This book is Eric Voegelin's best-known work, where he introduced his concepts of cosmological, anthropological, and soteriological symbolizations of truth in contradistinction to Gnosticism. The book traces the development of modernity and its paradoxical condition of an age that advances and declines at the same time. On the one hand, since the Renassiance and Reformation, there has been unprecedented level of war and destructiveness; on the other hand, there has been stupendous progress in science and technology that allows high levels of material comfort.
For Voegelin, the evolution of Gnosticism was a partial answer to explain this paradox. He defined Gnosticism as symbolic form that reflects a belief among its followers of their own superiority and insight into metaphyscial reality, such that they can achieve liberation from the world of human constraints. While early Gnosticism tended to be politically inactive, modern Gnosticism has been revolutionary and destructive in ideological mass movements like Nazism and Communism.

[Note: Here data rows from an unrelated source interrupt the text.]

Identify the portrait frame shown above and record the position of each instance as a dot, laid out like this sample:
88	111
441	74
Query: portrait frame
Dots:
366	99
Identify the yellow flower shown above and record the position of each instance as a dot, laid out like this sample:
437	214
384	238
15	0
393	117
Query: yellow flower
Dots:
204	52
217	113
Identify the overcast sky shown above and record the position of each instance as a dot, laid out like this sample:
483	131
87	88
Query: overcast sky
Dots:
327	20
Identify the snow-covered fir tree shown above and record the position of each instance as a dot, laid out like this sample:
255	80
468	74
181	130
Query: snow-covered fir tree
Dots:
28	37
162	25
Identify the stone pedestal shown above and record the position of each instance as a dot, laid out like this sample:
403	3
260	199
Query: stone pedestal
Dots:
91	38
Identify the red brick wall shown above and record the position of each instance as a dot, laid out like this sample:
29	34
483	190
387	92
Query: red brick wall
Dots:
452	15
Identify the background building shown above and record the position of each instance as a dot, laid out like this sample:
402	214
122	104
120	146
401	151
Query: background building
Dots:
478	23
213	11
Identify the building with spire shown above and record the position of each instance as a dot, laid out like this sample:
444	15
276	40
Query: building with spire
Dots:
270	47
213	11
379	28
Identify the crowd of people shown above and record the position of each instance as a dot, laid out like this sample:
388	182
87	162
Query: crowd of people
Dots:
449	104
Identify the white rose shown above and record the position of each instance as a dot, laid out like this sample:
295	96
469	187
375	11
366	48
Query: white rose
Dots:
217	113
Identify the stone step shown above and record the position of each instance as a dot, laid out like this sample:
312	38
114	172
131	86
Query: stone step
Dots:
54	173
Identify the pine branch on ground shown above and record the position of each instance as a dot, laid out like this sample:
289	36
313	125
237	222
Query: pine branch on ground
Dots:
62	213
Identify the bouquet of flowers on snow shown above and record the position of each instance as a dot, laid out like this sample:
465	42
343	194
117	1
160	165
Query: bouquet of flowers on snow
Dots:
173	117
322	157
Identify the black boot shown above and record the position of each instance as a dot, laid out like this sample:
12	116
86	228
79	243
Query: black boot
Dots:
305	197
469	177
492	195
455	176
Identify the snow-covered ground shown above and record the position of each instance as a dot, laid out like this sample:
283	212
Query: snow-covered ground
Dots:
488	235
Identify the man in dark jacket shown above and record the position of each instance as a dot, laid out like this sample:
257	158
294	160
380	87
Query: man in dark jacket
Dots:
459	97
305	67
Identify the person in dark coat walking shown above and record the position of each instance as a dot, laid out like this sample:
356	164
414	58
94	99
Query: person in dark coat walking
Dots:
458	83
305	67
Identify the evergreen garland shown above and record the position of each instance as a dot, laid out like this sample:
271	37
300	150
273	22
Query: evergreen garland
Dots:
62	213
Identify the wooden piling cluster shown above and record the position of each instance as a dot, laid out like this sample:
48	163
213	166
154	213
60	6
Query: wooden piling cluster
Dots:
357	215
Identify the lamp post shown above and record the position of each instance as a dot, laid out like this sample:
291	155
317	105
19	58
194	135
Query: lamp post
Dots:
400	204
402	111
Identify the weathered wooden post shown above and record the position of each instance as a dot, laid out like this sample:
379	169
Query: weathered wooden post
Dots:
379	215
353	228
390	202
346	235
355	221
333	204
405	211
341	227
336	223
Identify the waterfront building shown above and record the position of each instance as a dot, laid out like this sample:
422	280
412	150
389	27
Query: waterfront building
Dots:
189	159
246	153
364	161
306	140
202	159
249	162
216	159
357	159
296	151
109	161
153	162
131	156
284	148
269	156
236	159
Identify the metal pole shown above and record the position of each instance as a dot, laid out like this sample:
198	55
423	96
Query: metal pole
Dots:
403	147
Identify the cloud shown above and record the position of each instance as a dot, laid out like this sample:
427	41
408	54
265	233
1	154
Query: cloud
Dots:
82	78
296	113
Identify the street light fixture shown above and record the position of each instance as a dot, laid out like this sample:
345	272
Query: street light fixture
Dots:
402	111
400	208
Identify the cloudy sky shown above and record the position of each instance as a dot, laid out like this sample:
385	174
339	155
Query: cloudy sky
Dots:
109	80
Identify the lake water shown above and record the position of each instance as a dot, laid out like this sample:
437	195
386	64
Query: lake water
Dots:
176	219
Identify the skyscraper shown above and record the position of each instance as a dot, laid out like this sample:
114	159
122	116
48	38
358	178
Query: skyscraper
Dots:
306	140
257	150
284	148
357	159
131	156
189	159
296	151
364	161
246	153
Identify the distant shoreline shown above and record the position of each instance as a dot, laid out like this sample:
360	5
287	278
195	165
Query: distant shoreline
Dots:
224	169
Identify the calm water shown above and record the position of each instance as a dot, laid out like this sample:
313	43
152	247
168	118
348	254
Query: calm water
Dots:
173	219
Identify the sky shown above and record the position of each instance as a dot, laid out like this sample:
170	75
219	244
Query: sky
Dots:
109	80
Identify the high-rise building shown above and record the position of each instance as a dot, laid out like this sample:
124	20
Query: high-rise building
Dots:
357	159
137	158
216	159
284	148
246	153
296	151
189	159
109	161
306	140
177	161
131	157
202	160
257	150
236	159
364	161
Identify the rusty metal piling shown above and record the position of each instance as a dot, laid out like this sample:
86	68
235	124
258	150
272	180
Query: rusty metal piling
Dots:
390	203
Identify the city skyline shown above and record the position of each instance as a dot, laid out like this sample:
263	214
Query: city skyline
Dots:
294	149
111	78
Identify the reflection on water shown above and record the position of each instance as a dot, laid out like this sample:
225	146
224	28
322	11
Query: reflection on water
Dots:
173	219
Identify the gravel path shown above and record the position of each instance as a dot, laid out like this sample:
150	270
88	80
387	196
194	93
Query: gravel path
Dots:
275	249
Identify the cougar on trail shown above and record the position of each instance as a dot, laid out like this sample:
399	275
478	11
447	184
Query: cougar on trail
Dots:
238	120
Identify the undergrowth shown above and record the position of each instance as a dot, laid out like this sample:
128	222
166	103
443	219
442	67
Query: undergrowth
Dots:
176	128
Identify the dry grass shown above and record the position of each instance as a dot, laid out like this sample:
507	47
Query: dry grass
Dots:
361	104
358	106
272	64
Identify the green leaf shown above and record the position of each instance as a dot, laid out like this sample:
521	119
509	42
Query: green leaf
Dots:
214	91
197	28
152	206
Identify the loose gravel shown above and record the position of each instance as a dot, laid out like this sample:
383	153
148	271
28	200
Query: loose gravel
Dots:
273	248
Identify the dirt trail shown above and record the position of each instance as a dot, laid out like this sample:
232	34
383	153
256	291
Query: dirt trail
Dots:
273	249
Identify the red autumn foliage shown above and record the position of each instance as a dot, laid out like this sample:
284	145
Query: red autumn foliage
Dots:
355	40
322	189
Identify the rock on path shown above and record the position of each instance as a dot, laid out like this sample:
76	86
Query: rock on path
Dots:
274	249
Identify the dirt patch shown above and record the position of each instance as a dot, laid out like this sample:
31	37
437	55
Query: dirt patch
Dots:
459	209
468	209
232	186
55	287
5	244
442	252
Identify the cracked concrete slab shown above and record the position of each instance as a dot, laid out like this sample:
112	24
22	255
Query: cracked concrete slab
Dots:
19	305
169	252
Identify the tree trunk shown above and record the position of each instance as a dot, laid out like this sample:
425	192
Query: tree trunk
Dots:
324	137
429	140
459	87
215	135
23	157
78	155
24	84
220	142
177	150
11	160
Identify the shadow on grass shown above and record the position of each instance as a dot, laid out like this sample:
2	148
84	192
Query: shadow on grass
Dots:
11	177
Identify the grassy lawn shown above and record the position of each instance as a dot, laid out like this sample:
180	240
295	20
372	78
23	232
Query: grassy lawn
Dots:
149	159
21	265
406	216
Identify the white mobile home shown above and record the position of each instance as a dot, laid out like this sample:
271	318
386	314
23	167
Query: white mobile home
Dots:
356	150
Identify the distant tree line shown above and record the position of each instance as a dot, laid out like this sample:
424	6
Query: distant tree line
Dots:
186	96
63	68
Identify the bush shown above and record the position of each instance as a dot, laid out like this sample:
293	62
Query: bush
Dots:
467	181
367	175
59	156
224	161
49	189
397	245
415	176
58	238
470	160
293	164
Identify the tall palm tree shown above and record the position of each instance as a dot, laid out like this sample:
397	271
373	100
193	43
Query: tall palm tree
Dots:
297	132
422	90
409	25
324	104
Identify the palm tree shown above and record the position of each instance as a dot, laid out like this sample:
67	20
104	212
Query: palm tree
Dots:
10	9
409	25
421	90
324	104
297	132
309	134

The alternative to Gnosticism was various forms of symbolizations of truth: cosmological, anthropological, and soteriological. Cosmological symbols portray a society's institutions as a reflection of nature; anthropological symbols reflect the discovery of the individual psyche and its relation to right order that is beyond nature; and soteriological symbols indicate the experience of humans who encounter divine revelation. Although he believed these symbols of truth have declined in the West as principles of ordering society, Voegelin nonetheless thought a possible reversal of the decline of modern civilization was possible in the recovery of Greek philosophy, Judaism, and Christianity.